In terms of rights Scotland has also been leading the way. In 2007 the Scottish Parliament unanimously endorsed a Charter of Rights for People with Dementia and their Carers – founded on an engagement exercise across Scotland to ask people living with dementia, what were the challenges and barriers that they faced and how could they be supported? The ensuing Charter of Rights supported by the Scottish Human Rights Commissioner and based on the UN Panel approach has been tried and tested.
The degree of consensus achieved around this agenda and the role that Cross Party Groups can play in raising issues and getting them on the political agenda, is just another example of the skills and expertise that Scotland can offer.

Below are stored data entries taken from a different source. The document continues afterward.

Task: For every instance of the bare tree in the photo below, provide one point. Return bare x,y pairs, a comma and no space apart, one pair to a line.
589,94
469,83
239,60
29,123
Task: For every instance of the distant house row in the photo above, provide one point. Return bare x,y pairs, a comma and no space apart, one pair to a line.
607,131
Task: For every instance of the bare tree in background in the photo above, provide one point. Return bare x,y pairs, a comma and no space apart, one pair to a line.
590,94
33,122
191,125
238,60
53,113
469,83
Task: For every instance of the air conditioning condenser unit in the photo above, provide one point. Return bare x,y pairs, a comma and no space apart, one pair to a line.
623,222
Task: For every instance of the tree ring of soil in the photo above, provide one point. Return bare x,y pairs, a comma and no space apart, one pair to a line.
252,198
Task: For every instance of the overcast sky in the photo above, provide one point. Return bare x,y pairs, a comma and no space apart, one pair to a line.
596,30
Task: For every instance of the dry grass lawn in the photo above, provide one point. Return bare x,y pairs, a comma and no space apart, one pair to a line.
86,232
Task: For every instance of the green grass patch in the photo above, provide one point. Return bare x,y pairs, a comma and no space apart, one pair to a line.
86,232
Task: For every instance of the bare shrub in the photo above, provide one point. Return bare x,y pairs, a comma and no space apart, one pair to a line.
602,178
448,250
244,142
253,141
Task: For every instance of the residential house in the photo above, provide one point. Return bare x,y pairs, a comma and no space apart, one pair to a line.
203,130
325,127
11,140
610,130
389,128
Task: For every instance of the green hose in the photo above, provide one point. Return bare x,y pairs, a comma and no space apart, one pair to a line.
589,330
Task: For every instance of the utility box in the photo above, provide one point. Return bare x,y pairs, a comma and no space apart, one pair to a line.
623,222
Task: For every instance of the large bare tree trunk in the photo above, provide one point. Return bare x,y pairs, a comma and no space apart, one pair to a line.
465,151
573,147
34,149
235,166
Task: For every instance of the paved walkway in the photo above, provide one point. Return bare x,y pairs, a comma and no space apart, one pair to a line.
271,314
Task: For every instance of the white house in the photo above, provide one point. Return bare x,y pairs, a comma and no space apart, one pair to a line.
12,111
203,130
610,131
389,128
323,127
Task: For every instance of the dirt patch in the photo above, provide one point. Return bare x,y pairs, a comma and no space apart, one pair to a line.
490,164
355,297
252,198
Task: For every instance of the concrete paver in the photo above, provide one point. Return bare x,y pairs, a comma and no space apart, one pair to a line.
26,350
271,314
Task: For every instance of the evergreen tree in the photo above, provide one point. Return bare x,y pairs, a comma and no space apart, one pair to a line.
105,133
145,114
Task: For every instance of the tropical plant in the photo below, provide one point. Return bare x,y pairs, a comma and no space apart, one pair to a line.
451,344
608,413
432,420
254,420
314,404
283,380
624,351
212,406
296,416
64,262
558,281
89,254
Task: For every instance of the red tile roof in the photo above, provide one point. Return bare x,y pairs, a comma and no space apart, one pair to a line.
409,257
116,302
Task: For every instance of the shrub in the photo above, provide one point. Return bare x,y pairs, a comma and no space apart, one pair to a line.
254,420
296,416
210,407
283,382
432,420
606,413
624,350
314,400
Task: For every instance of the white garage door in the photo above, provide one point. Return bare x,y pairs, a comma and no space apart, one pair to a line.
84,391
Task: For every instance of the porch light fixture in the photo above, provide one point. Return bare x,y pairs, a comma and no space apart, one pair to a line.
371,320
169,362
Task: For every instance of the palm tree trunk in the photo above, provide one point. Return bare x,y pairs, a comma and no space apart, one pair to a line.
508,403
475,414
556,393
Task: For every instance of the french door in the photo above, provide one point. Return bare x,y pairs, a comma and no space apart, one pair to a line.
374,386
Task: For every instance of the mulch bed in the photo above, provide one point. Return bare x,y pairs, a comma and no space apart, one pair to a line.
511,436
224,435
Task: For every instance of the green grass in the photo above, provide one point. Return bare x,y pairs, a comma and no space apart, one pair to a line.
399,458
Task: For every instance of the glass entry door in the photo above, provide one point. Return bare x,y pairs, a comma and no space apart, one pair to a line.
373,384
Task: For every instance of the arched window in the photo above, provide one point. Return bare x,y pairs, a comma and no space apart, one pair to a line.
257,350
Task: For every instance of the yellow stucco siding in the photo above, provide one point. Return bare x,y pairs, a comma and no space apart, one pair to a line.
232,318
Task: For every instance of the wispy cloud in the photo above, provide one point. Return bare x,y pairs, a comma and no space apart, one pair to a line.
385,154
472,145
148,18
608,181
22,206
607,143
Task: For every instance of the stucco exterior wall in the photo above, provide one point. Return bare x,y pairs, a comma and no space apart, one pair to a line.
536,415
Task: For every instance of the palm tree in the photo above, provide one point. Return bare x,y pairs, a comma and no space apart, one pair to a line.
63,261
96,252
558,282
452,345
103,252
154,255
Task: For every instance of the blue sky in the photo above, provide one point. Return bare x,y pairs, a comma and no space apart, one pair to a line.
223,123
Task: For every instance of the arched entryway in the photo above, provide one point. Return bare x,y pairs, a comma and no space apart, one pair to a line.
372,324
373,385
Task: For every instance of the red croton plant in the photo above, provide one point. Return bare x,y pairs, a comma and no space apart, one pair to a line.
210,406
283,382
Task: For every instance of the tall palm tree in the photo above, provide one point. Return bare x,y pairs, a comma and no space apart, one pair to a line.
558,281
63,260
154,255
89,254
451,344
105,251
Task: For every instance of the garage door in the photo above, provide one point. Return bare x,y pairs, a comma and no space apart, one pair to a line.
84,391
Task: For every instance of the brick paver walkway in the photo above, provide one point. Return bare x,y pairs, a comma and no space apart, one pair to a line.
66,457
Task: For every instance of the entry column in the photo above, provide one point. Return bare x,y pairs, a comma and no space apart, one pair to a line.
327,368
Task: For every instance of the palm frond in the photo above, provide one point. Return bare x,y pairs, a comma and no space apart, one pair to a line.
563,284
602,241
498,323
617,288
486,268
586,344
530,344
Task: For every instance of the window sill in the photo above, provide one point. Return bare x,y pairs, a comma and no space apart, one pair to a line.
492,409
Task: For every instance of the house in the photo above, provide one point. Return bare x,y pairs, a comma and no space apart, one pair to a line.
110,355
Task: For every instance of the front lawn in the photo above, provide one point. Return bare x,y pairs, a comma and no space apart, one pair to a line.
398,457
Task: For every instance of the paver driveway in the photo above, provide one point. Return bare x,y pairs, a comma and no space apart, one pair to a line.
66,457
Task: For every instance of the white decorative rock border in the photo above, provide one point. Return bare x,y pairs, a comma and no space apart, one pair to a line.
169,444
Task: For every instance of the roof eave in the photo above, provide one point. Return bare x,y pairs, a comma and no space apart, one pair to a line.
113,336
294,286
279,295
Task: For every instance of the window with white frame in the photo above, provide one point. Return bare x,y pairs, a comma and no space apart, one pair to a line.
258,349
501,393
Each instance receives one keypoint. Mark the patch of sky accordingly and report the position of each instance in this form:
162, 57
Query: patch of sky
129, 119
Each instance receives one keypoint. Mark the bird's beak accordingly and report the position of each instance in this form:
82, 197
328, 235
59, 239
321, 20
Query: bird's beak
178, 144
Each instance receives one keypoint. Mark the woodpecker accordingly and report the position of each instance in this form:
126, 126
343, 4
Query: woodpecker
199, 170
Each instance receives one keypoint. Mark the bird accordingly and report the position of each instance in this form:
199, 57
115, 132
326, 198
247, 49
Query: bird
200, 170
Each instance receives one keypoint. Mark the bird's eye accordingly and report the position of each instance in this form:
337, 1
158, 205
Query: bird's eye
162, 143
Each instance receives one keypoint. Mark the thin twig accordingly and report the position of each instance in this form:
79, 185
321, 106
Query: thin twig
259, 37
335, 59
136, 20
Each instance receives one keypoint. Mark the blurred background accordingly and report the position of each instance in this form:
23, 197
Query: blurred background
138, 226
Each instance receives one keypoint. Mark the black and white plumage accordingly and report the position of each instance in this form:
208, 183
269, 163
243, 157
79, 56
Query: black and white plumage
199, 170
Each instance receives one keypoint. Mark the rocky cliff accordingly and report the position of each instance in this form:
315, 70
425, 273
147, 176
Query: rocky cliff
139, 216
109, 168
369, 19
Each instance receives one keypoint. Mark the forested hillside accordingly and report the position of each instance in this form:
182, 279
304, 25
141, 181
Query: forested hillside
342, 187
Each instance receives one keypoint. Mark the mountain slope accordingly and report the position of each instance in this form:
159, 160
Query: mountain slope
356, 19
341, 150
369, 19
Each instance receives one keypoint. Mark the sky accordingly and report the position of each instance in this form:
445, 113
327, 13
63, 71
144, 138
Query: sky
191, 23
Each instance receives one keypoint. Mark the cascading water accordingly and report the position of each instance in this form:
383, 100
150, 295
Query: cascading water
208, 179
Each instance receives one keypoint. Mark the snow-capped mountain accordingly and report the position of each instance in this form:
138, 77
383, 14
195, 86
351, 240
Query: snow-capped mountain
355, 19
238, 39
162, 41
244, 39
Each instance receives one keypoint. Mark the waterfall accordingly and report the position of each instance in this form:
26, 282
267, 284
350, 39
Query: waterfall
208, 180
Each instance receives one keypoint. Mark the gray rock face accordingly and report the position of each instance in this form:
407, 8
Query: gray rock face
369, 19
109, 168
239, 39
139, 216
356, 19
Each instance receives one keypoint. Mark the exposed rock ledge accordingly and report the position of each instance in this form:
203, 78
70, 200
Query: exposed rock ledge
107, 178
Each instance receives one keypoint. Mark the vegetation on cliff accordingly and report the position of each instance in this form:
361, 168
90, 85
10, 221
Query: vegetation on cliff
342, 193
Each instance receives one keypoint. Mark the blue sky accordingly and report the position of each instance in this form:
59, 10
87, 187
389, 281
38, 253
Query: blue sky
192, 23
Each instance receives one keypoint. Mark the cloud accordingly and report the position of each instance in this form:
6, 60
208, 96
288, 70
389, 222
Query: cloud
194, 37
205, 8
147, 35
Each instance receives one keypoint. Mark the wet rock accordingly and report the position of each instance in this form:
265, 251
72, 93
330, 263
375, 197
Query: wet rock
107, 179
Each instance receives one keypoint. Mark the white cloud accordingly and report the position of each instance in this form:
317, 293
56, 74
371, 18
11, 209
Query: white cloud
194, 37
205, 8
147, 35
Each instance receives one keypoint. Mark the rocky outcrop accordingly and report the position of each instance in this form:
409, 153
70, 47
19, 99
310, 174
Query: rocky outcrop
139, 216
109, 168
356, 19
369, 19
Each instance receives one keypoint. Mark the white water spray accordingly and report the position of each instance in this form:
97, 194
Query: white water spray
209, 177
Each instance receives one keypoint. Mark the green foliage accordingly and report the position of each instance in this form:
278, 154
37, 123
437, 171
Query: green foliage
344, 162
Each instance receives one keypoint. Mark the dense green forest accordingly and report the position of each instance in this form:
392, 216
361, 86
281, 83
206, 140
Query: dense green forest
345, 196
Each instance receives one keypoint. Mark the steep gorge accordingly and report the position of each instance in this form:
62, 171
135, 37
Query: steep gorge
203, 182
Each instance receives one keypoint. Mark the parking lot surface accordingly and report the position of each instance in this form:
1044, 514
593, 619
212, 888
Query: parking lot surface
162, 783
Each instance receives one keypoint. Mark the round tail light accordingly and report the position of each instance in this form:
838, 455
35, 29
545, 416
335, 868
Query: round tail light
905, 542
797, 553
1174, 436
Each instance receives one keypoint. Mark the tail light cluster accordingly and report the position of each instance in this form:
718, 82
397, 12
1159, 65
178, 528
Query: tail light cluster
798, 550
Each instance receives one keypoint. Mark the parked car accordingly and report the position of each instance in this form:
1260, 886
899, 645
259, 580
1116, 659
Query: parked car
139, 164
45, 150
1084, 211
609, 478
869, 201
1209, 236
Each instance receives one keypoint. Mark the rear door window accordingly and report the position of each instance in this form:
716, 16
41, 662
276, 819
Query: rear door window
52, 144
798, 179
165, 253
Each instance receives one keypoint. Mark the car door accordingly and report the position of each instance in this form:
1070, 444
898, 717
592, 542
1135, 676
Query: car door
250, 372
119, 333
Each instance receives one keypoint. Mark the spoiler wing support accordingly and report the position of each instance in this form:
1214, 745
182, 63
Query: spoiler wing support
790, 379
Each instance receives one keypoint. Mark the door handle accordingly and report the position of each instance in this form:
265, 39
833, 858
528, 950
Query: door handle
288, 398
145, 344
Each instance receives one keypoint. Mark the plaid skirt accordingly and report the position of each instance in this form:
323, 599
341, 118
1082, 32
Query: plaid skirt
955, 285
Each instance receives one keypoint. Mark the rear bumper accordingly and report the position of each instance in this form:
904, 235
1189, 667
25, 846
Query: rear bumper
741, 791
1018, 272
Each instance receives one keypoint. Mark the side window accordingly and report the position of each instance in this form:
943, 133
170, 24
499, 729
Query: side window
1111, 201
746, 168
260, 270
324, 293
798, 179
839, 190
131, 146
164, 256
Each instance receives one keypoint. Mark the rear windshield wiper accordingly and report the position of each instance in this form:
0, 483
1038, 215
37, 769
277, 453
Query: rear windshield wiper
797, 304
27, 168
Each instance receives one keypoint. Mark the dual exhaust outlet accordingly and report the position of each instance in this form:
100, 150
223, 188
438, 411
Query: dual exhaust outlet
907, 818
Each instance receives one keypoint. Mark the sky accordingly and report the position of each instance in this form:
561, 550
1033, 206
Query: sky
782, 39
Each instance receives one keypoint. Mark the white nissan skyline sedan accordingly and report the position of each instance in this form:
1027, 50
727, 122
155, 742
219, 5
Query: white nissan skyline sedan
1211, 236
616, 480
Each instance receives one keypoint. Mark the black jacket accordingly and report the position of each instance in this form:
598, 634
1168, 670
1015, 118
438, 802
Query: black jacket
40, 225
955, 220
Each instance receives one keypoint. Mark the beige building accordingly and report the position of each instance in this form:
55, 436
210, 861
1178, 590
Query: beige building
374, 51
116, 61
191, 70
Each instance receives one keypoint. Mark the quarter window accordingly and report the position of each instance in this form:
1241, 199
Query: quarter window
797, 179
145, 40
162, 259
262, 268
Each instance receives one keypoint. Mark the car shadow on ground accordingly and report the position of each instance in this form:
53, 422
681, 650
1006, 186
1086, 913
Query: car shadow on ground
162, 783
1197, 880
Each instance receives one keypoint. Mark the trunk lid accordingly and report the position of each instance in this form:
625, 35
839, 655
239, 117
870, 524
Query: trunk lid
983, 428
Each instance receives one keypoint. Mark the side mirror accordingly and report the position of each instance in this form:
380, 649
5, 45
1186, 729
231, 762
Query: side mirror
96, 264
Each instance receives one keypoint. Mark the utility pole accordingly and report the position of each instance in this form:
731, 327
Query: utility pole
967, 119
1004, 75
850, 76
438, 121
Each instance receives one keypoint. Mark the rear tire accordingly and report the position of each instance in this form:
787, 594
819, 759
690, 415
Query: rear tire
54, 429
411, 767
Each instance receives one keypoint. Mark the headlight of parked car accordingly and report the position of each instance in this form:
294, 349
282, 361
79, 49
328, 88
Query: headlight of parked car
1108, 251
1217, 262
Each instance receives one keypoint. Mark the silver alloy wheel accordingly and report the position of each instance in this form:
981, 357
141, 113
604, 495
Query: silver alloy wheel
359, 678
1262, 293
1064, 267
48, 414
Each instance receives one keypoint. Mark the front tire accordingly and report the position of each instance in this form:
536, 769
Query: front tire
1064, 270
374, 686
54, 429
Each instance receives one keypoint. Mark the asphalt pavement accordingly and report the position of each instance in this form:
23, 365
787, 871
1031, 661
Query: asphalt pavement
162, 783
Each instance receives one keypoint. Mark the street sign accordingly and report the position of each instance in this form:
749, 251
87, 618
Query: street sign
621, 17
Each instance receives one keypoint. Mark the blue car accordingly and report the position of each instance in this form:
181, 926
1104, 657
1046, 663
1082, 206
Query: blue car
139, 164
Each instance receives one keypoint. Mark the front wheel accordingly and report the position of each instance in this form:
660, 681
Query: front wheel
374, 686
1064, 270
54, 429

Indeed the work of the Cross Party Group on Dementia was studied by academics in Washington DC as a model of engagement.
Now is the time to be bold and imaginative in terms of the Scottish ‘brand’. We should be proud of our democratic traditions which have been invigorated by our devolved institutions and civic culture. We can share our learning and our values. Scotland can and should lead the way, be brave, bold and ambitious. Is it possible that if Ireland could be the Peace Broker, Scotland could be the Citizen Builder?
This can be part of Scotland’s new ‘brand’ in Europe.
Former MSP Irene Oldfather is presently Director at the Health and Social Care Alliance Scotland and Scottish representative on the European Economic and Social Committee (EESC) in Brussels.
Richard Norris is a Visiting Fellow at the University of Edinburgh Academy of Government.